STsec [database, user] unit (fun db pat i . ∃(act:seq role) (user :user) (rost:seq user) (j h:heap). i = j • h ∧ j ∈ shape db act user rost ∧ clinician ∈ act, fun ddb ppat yy ii mm. ∀aact uu rrost jj hh. ii = jj • hh ∧ jj ∈ sshape ddb aact uu rrost → mm = ii ∧ rrequested consent (get uid uu.1, get uid uu.2) (get uid ppat.1, get uid ppat.2)) Function request consent takes a database and a user—from whom the active principal is requesting consent—as local arguments.
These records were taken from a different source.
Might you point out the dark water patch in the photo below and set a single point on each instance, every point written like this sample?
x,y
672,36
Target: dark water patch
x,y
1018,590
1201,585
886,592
The precondition of the STsec type requires that the subheap j contain local state for the database and that the clinician role be active. The postcondition asserts that requested consent u pat holds after both executions. To express this fact, we assert that the relational predicate rrequested consent (get uid uu.1, get uid uu.2) (get uid ppat.1, get uid ppat.2) holds in the final states. Here rrequested consent just lifts the unary requested consent to operate on pairs of heaps. In order to use the relational version of this predicate in the preconditions of functions that require it, we expose the additional property that rrequested consent ddoc ppat → requested consent ddoc.1 ppat.1 ∧ requested consent ddoc.2 ppat.2 i.e., that the relational invariant implies the unary property for each run.